FEUILLANTS, fu"lyā'n: Roman Catholic congregation taking its name from its place of origin, the Cistercian monastery of Fulium (Feuillans, near Rieux, 25 m. s.w. of Toulouse). It was established as a Reformed body within the Cistercians about 1580 by Jean de la Barrière, a scion of noble family born at St. Céré (60 m. n.e. of Montauban) in 1544; d. 1600. Being appointed abbot in commendam of the monastery by a kinsman who had become a convert to Protestantism, De la Barrière led a life of sensuality until, about 1575, twelve years after his appointment, he resolved to enter the Cistercian order. He was deserted by the majority of the monks, however, on account of the rigidity of his regulations, but those who adhered to him adopted a rule still more severe than the Cistercian system. He secured the sanction of Sixtus V., who permitted him (1589) to establish additional monasteries and nunneries. Henry III. of France requested him to send sixty monks to Paris, and founded for them in 1587 a monastery in the Rue St. Honoré, which in the French Revolution gave the name of Feuillants to the royalist party who met within its walls. The successor of De Barrière enjoyed the title of Vicar-General of the Congregation, and secured complete independence of the Cistercians. In 1595 new rules were approved by the pope, modifying the extreme stringency of De Barrière, which had proved injurious to health.

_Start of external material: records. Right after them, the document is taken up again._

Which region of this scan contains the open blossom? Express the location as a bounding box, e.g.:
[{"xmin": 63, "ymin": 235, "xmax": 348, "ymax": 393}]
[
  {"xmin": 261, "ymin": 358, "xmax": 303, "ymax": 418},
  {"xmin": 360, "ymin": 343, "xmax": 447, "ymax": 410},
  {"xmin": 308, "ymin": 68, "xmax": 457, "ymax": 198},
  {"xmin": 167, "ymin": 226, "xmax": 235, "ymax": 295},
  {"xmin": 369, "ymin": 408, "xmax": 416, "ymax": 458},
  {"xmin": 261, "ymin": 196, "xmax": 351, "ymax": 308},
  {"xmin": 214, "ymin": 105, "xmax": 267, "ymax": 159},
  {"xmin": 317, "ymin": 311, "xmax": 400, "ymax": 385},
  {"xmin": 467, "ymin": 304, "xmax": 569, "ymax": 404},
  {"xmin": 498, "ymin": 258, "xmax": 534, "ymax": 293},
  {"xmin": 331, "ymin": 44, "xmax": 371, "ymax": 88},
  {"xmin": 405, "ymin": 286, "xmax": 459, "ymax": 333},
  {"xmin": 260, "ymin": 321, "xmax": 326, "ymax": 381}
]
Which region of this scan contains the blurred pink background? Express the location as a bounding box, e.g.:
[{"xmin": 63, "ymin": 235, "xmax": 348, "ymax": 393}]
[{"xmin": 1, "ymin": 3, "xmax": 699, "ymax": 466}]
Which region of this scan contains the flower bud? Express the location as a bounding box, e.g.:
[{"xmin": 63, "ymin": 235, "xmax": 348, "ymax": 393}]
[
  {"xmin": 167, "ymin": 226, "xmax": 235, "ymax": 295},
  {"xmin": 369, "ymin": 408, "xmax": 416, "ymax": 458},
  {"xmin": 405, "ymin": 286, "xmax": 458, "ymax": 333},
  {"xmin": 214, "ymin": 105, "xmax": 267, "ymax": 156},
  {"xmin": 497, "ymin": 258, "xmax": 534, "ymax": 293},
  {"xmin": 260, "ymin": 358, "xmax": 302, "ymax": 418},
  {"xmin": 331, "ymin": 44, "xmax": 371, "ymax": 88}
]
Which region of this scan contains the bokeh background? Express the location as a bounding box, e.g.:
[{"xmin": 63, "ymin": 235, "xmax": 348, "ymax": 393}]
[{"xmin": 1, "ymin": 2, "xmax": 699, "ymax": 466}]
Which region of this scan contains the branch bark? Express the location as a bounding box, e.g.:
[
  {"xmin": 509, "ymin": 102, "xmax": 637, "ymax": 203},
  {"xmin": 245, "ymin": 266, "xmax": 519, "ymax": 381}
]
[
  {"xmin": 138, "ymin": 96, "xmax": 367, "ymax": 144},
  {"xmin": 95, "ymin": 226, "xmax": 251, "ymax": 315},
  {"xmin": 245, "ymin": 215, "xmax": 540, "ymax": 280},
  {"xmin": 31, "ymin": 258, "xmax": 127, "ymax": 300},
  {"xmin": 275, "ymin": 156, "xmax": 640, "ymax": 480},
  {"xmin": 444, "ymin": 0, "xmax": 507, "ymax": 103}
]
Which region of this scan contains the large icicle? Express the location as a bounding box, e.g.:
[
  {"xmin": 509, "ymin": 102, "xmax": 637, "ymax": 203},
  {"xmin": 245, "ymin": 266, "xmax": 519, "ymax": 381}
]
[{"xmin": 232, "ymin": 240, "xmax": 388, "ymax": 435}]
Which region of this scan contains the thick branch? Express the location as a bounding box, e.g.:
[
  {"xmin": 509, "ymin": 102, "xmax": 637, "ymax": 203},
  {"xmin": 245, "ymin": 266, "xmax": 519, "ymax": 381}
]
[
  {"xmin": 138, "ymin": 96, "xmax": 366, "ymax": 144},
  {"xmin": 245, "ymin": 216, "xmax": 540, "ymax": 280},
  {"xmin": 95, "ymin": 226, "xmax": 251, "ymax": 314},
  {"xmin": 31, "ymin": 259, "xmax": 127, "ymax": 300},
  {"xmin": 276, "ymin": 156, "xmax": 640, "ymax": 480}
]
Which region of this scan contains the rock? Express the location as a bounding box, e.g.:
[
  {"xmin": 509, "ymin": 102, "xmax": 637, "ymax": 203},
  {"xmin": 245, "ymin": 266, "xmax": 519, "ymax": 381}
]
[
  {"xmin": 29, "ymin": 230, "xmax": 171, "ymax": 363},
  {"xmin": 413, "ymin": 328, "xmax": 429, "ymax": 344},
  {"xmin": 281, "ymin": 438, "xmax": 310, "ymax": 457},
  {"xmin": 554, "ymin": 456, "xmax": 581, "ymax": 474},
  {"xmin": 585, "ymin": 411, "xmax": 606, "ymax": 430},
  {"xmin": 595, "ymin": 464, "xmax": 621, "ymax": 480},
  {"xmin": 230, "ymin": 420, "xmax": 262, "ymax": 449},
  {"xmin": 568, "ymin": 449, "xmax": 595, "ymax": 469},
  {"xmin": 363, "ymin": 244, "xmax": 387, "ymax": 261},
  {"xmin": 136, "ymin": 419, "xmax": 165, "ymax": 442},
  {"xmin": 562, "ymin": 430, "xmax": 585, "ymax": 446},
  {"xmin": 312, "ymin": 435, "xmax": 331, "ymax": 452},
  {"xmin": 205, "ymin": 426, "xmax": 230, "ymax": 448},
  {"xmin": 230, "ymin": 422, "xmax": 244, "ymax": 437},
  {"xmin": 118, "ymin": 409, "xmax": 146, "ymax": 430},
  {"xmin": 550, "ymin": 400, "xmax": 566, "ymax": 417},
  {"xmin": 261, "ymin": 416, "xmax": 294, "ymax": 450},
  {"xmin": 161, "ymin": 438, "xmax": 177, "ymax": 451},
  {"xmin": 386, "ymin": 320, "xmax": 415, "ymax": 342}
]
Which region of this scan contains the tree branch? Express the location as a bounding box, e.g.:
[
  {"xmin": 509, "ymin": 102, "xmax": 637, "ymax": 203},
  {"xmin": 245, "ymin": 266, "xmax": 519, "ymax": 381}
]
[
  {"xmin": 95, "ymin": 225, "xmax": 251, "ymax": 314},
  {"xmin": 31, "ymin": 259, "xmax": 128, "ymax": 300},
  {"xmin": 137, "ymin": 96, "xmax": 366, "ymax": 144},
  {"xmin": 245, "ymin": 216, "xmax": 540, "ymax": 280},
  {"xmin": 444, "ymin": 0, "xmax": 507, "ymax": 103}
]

The congregation increased rapidly. In the lifetime of their founder the Feuillants possessed, in addition to the mother house, the monastery at Paris, and two at Rome, one at Bordeaux and several in Piedmont, and in the reign of Henry IV., when they received the right of electing their own general, they had between twenty and thirty monasteries both in France and Italy. For purposes of discipline, Urban VIII. divided the congregation (1630) into the French Congregation de Notre Dame de Feuillans and the Italian Riformati di San Bernardo, each with its own general and general chapter. The congregation flourished until the Revolution, and among its men of note were Charles de St. Paul and Cardinal Bona.

 

There were also Feuillant nuns. In 1588 De la Barrière established a nunnery at Montesquiou with fifteen sisters, but their cloister proving too small, they occupied a new convent at Toulouse in 1599. A third nunnery was erected at Poitiers in 1617 and a fourth at Paris in 1622. The rule of the nuns was the same as that of the monks, and they likewise were entirely independent of Cistercian control. Their convents were never numerous, however, and none of them survived the French Revolution.